Table 10. Results of the Google maps scenario CTT operator identification [1].

7 Conclusion

This paper deals with the development of assistance systems, based on knowledge extracted from observed usages. With our approach, such assistance systems are based on task models, generated using interaction traces (logs) represented as finite state automata. A task represents all the user’s actions performed on a device to achieve a given objective. A trace represents the history of the user’s actions on the digital environment. The idea is to consider the traces left by users as sources of knowledge that an assistance system can employ to perform user-specific assistance, and thus overcome the limitations of assistance based on intended uses, sealed during the design phase of a system.

Task models generated from traces could thus be used to guide a user in performing his task or a designer in adapting the digital environment to the observed uses.

Our contributions are the following 1) the specification of the characteristics of task metamodels for user assistance, 2) the comparison of well-known existing task metamodels, that lead us to the selection of the CTT metamodel, 3) the development of a set of algorithms for the generation of CTT task models from traces and 4), the development of an assistance approach, based on task models.

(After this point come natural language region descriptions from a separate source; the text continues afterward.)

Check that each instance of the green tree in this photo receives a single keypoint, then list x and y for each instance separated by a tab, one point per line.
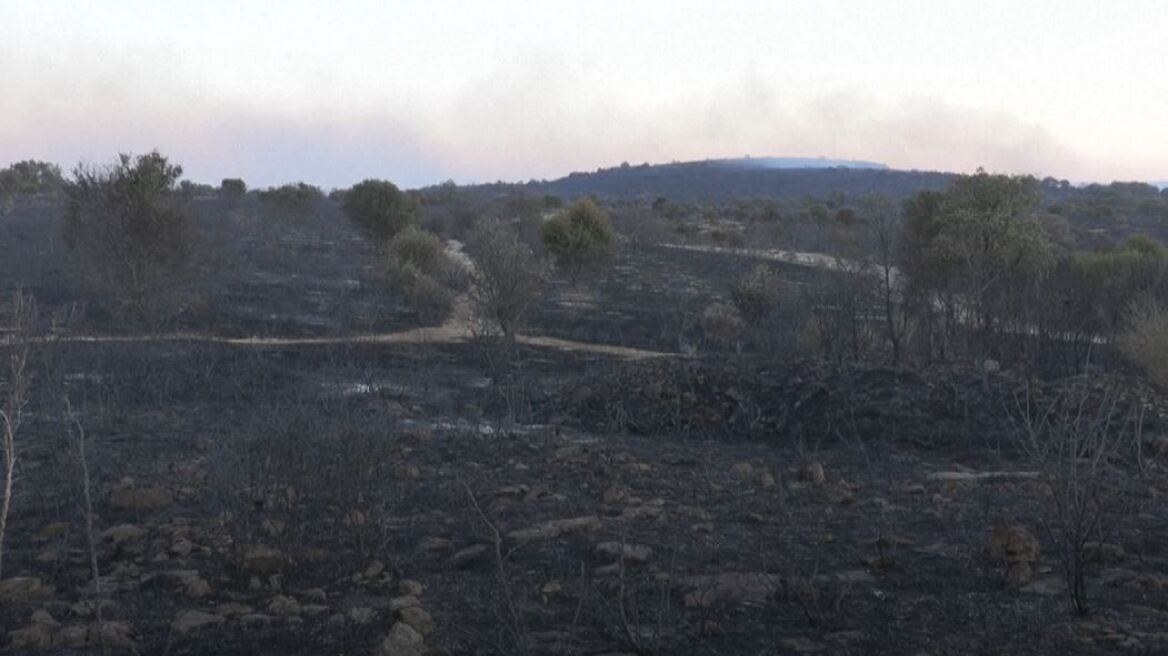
127	221
380	209
579	237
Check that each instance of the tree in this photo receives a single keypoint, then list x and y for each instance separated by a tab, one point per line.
581	237
127	221
978	251
233	189
881	221
419	267
13	400
506	279
30	178
379	209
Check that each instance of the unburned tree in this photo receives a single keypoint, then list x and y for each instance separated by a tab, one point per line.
579	238
127	222
379	209
506	279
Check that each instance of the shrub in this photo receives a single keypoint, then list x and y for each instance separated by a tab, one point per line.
1144	340
419	248
233	189
30	178
419	267
379	209
127	221
298	196
581	237
756	294
506	279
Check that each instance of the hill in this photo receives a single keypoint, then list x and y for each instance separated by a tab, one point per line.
715	180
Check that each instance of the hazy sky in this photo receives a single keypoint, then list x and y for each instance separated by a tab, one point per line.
421	91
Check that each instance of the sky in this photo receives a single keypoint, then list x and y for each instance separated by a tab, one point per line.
418	92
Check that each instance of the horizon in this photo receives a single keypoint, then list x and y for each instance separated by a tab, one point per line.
419	92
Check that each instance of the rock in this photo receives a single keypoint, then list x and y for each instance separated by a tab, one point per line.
1019	574
111	634
313	609
33	636
123	534
557	528
651	510
433	545
812	473
735	587
361	615
373	570
417	618
263	559
256	620
88	608
468	557
617	494
801	646
189	621
403	640
748	472
404	601
411	587
273	528
53	531
1103	552
189	583
282	605
141	499
74	636
632	553
23	588
1049	586
1012	543
840	493
42	616
233	609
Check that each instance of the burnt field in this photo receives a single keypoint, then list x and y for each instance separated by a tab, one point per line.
298	500
294	460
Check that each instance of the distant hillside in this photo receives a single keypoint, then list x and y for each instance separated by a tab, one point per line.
797	162
714	180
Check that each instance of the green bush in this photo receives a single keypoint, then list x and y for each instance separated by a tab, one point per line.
379	209
1144	340
126	220
581	237
756	294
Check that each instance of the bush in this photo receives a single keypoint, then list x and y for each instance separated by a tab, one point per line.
233	189
756	294
298	196
581	237
419	267
419	248
507	277
1144	341
379	209
30	178
127	222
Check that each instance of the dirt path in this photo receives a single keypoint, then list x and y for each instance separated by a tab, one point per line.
456	330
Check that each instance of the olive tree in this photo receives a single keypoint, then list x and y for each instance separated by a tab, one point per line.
127	222
506	279
579	237
379	209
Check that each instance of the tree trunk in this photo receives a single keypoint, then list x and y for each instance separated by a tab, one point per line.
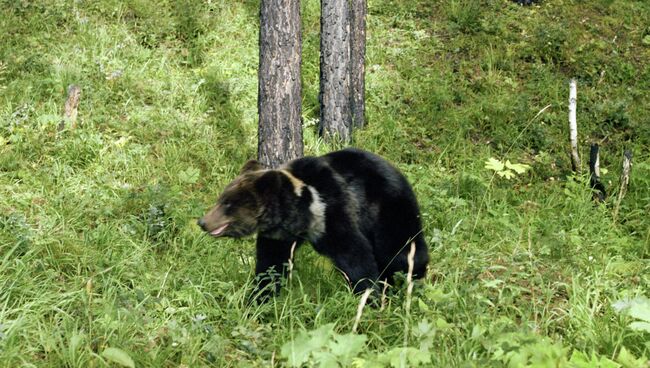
358	56
335	86
279	98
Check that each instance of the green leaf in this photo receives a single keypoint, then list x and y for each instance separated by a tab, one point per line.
629	360
118	356
326	359
189	175
641	311
297	351
518	168
646	40
581	360
494	164
640	326
348	346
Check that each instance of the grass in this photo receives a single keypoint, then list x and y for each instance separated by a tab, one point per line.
98	247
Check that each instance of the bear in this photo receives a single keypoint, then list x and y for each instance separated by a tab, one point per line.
352	205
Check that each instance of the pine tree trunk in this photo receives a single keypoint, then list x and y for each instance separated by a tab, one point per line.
279	98
335	86
358	56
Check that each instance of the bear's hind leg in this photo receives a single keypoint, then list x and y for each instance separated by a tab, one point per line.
272	259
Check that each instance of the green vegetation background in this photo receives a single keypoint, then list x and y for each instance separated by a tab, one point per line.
101	263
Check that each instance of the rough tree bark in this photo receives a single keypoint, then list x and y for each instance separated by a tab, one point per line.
335	86
573	125
279	97
594	174
358	59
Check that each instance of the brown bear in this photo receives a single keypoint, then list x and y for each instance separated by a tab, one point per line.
351	205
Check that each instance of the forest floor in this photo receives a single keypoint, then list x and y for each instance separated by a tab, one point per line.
101	263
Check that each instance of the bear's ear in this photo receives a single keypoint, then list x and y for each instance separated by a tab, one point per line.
250	165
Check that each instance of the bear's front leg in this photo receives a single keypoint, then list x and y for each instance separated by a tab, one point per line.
272	259
352	254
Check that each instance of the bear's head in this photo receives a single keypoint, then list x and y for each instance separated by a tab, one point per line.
240	207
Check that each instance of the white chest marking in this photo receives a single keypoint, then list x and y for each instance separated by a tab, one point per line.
317	209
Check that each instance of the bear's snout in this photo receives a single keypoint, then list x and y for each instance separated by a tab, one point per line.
201	224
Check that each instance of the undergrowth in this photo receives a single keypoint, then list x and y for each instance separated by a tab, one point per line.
101	263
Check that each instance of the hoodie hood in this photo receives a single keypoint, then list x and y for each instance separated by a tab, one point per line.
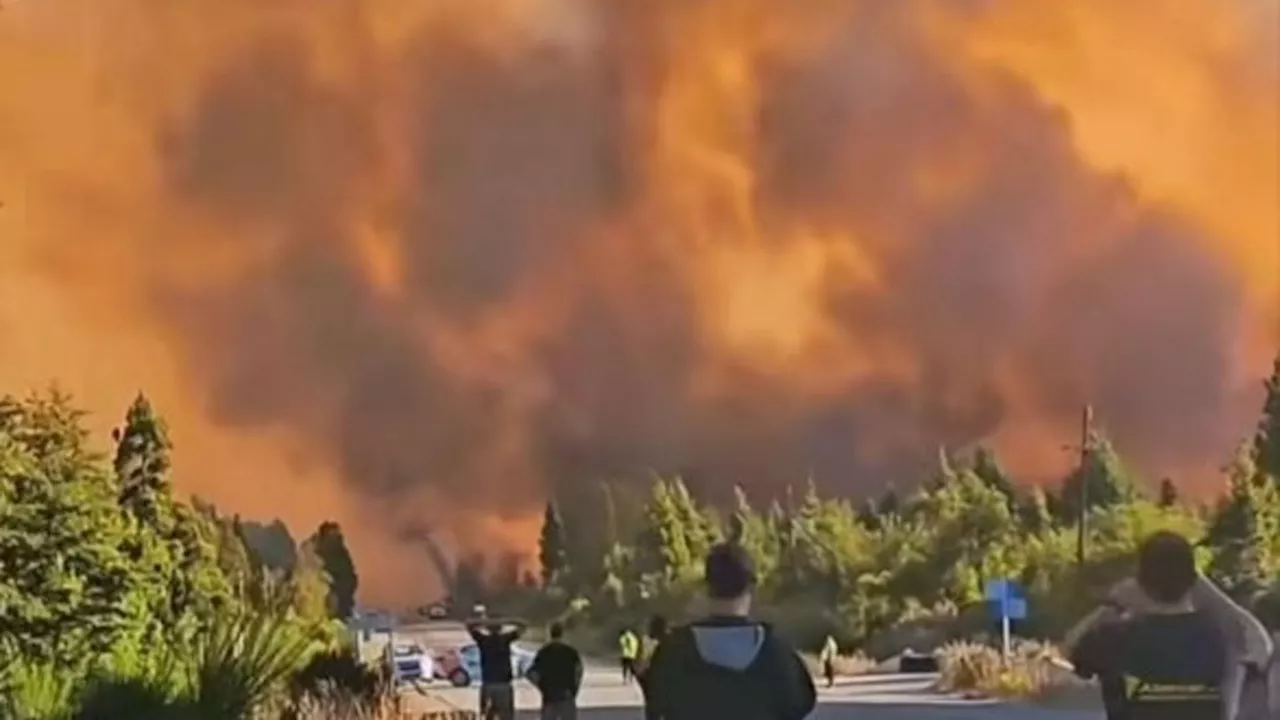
730	646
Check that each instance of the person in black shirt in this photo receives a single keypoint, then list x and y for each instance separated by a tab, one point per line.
727	665
493	639
648	648
1168	662
557	671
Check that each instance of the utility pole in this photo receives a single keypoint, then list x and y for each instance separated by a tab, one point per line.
1086	449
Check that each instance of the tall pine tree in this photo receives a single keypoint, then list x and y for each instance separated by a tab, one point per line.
168	540
1105	477
1243	532
1266	441
988	469
552	551
330	546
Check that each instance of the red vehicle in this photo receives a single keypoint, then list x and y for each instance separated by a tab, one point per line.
451	666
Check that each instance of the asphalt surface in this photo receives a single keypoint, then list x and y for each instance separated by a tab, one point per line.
873	697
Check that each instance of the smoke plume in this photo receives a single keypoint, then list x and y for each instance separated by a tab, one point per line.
419	264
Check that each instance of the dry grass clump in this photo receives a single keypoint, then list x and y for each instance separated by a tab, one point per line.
1032	670
846	665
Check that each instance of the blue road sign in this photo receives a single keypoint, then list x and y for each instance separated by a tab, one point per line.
1006	600
1002	588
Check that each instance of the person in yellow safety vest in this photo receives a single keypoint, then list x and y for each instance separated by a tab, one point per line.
830	651
629	647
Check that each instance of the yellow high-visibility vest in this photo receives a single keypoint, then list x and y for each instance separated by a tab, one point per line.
629	645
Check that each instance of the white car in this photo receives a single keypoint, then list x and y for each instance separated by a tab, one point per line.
469	665
410	662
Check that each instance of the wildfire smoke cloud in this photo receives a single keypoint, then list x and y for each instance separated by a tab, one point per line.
392	260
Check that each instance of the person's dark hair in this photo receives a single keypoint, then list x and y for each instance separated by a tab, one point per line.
1166	566
657	627
728	572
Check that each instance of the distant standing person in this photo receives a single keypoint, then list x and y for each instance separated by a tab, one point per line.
557	673
728	665
629	647
830	652
493	639
648	648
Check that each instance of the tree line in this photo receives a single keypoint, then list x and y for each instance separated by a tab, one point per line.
105	572
901	560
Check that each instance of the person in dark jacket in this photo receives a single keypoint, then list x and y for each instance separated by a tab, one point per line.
728	665
648	647
557	673
1168	662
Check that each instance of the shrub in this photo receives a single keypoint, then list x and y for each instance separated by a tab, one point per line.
339	673
36	692
979	669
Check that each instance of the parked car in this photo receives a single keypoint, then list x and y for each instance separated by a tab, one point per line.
462	666
410	662
913	661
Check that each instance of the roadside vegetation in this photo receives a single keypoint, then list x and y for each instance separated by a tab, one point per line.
120	600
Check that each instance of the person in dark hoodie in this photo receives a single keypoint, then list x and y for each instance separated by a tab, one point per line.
1170	661
728	665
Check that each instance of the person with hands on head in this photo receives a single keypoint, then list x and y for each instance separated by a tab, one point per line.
1155	654
493	639
728	665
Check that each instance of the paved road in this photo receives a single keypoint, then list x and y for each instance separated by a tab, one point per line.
877	697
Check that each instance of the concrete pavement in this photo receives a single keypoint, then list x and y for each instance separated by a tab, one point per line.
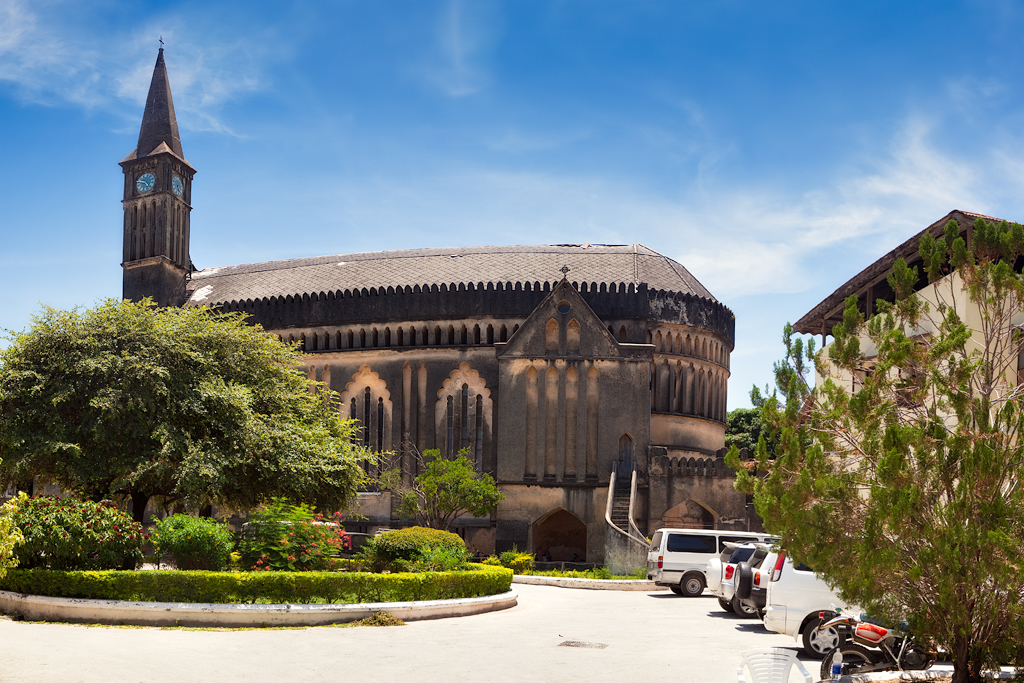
648	637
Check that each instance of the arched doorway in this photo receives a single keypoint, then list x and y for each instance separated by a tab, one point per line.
689	514
560	537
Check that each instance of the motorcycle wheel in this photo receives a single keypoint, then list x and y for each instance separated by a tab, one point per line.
741	609
854	656
818	643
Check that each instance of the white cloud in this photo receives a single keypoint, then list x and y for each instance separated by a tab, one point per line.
465	33
48	57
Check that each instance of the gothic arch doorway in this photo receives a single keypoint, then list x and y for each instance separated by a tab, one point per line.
689	514
560	537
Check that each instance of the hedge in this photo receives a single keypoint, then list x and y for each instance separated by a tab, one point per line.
259	587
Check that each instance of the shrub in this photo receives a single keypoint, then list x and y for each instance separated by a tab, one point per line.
395	550
196	543
290	538
62	534
10	536
440	559
517	560
261	587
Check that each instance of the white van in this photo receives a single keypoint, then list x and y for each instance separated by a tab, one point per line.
678	556
795	598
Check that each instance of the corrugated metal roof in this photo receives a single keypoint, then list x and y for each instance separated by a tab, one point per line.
591	263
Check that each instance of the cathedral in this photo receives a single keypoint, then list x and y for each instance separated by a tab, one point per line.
589	380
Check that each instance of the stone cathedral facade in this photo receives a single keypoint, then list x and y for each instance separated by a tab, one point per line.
556	366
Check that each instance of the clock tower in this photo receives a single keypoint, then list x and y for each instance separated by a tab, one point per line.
157	203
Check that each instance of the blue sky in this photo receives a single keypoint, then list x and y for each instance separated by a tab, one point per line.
773	148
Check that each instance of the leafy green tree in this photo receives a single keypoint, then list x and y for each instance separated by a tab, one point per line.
742	428
10	535
444	489
900	476
183	403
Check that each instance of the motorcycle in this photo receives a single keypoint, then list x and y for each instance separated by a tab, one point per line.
872	647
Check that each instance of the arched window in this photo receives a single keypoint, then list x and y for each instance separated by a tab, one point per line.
478	451
366	416
380	424
551	336
450	425
464	438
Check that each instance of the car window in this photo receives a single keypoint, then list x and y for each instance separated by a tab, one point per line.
679	543
722	540
740	555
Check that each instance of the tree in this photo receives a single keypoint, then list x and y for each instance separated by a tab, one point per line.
183	403
10	535
444	491
899	476
742	427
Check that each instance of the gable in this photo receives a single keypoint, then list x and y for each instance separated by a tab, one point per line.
562	326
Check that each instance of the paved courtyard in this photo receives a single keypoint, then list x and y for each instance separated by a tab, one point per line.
649	637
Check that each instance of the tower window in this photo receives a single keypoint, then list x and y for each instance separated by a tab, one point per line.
380	425
366	415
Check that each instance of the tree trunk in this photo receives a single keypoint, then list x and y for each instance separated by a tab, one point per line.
138	504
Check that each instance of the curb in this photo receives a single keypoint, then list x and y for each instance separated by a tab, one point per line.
45	608
591	584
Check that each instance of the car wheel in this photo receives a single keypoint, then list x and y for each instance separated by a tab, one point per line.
818	643
692	586
854	656
741	609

In future work, we plan to deepen the study of existing task metamodels - being aware that not all of them have been covered. To our mind, UML statecharts support of identified characteristics strongly deserve to be studied. A comparative study of the compliant metamodels, assessing their ability to be quickly understood and manipulated by “novice” - “first time users”, could also be carried out to strengthen the selection of a given metamodel.

An interesting study about Web task model generation using CTT could be performed in order to compare our approach against another one based on the analysis of web sites code [14], and for investigating to what extend both of them could be employed in a complementary manner. We also plan to continue the development and evaluation of our conversion process and assistance system in using a large corpus of Web browsing data.